The unique system identifier doesn’t have to be a database in the sky. It needs to be a set of technologies that allow you to identify who is who and link that information together in real time if necessary.

Think about how you’re going to join up your existing systems. It’s not going to be a federated model.

You then get the chance of designing orchestrated care: the idea of case management or being able to come up with a complete care package for somebody that involves lots of different elements provided by the state or by the private sector, and making the patient navigation much easier.

You have then got the option to go into co- production of health: to get the patients to do more themselves and to be more willing to take on more responsibility for their healthcare risks and issues.

Today, healthcare systems almost wait until people walk in the door before they respond to them. If you’ve got the right data, you could accurately predict who is going to be admitted in the next two years.

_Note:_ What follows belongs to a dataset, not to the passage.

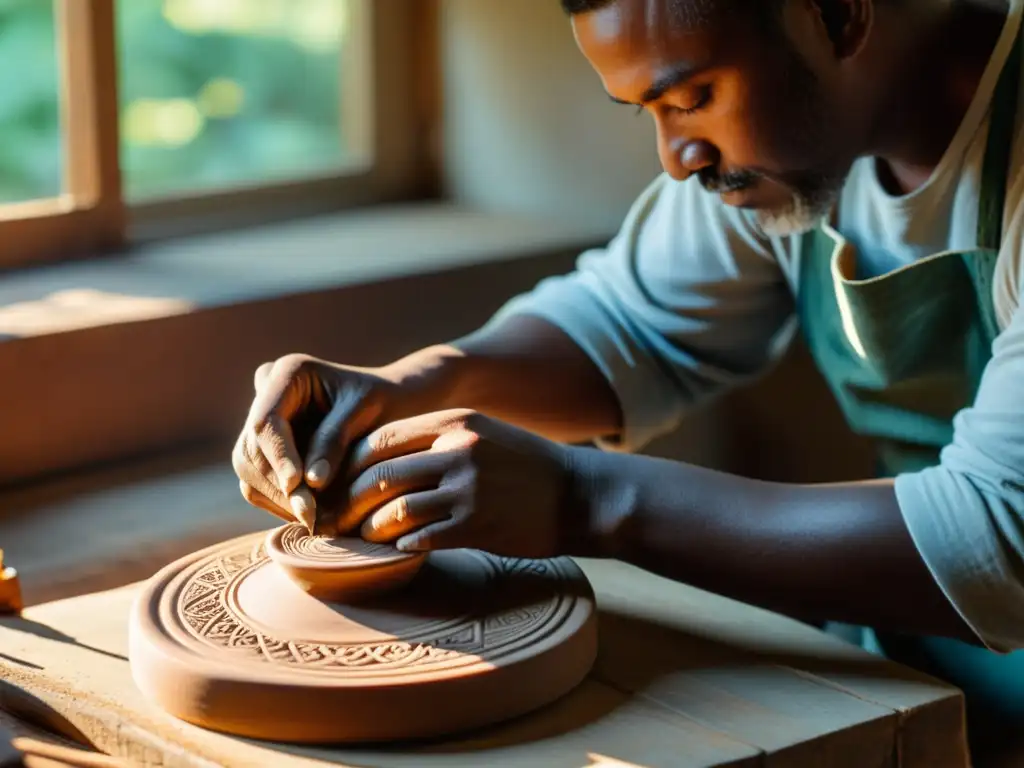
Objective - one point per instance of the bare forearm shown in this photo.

You have could predict people who would benefit from screening and from early intervention, from some of the new treatments that are coming through from medical science.

Finally, you’ve got to think about the job of IT to improve health literacy. We need to give people the tools to understand how to make the right decisions every day affecting their healthcare.

Kevin McSorley
The focus is how the system responds to the critical incident and the people who are ill. Health should be about prevention and promotion looking forward. It’s not about who’s ill; it’s about everybody.

Bernie Hannigan
It should be when they switch on the computer or whatever the link is where it is delivered to them. Cancer Research UK is partnering with Wikipedia to ensure that the cancer information that is online is actually accurate and doesn’t create a whole new bunch of unnecessarily worried people: empowering people through accurate knowledge.

John Crawford
There’s another, even more expensive, category which is the ‘unworried unwell’. People who are basically taking many different health risks knowing that they can fall back on the healthcare system.

Maybe you’ve got to take a very different approach to that particular population. I don’t know what it is but technology can play a part in it.